A,B,Cs at HBS. Harvard Business School acting dean Jay O. Light in December ended the seven-year prohibition on disclosure of grades. Members of future classes will now have the option of sharing their marks with prospective employers. Students objected, on the grounds that reverting to the school’s historic practice would reduce collaborative study and classroom behavior, and discourage academic risk-taking.

Scientist’s scolding. At a news conference following his Nobel laureate lecture in Stockholm, Mallinckrodt professor of physics Roy J. Glauber took the Bush administration to task for denying scientific evidence in making policy, and criticized members of Congress for allocating research funds on the basis of their political, rather than scientific, payoffs.

Pudding picks. Movie stars Halle Berry and Richard Gere were chosen Hasty Pudding Theatricals’ 2006 People of the Year in the run-up to the club’s 158th show, Some Like It Yacht.

Jarrod Marto
Steve Gilbert
Proteome probe. The Harvard-affiliated Dana-Farber Cancer Institute has established a proteomics center, with new equipment, scientists, and staff, to explore proteins and their functioning in normal and cancerous cells. The center was funded by a $16.5-million gift from John F. and Shelley Blais, of Framingham, Massachusetts. Assistant professor of biological chemistry and molecular pharmacology Jarrod Marto will direct the center.

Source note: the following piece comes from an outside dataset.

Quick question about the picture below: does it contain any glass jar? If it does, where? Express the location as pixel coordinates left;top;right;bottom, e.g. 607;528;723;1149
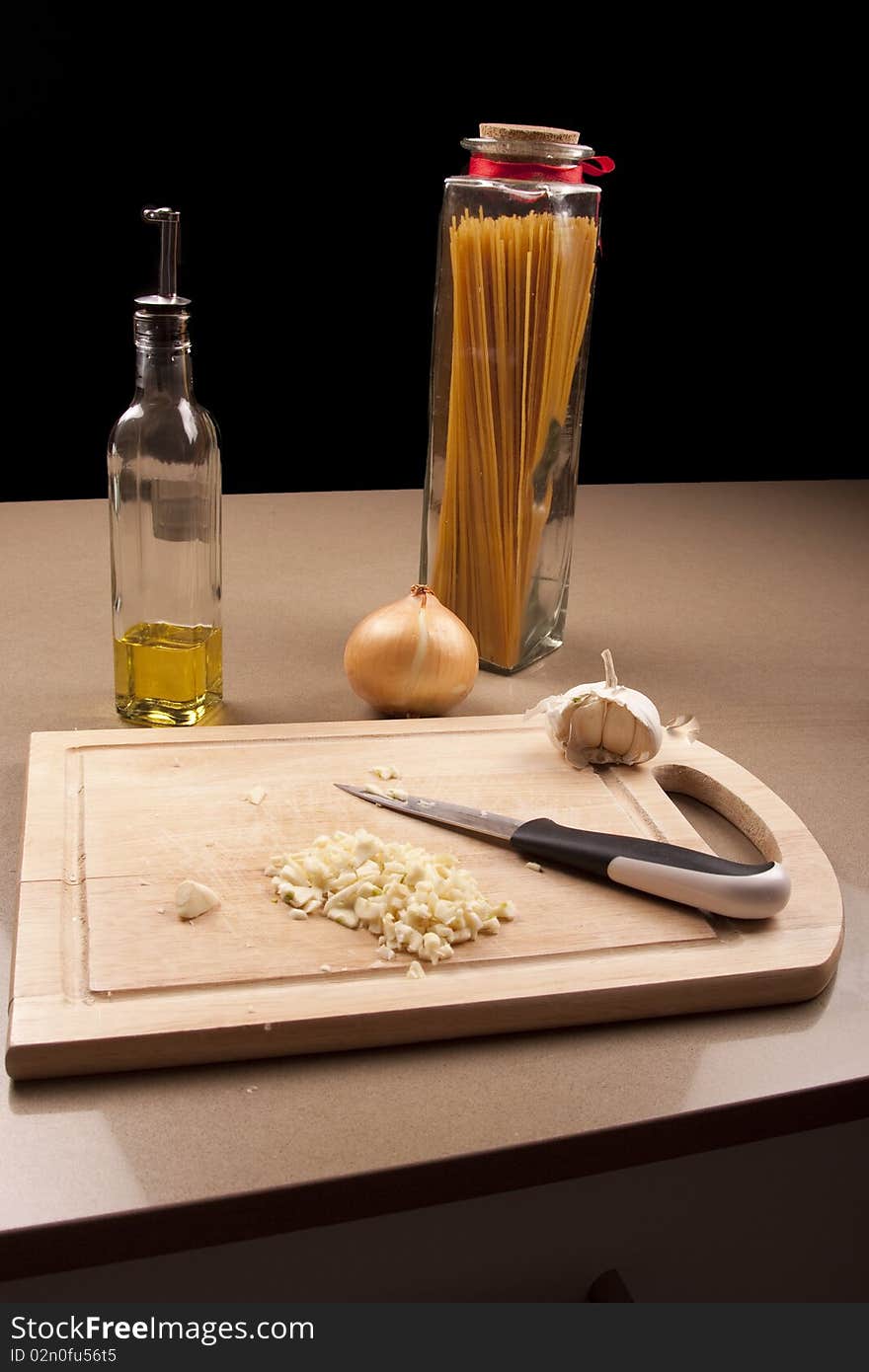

Miscellany. Graduate School of Arts and Sciences dean Theda Skocpol will also serve as the Radcliffe Institute for Advanced Study’s senior adviser in the social sciences, helping to develop fellowships and programs in that field. &The Harvard School of Public Health has appointed Michael T. Huguenin executive director of its Center for Risk Analysis (www.hcra.harvard.edu), which uses decision-science tools to find and educate the public about cost-effective solutions to health risks. &Ruling that the state’s public-records law does not extend to private institutions, the Massachusetts Supreme Judicial Court rejected an effort by the Harvard Crimson to gain access to the University police department’s written incident reports. The daily arrest and incident log is released for publication. &During intersession, January 25-31, some 80 College students traveled to Louisiana and Mississippi to work on Hurricane Katrina clean-up and reconstruction, through a Phillips Brooks House Association program supported by the Coop. &Long-time Kennedy School professor William W. Hogan, a specialist in energy economics, has been appointed the first Plank professor of global energy policy….The Graduate School of Design’s postprofessional master in design studies program has overhauled its real estate and project management field, now three semesters long, to accommodate practitioners in development, finance, and public-sector careers.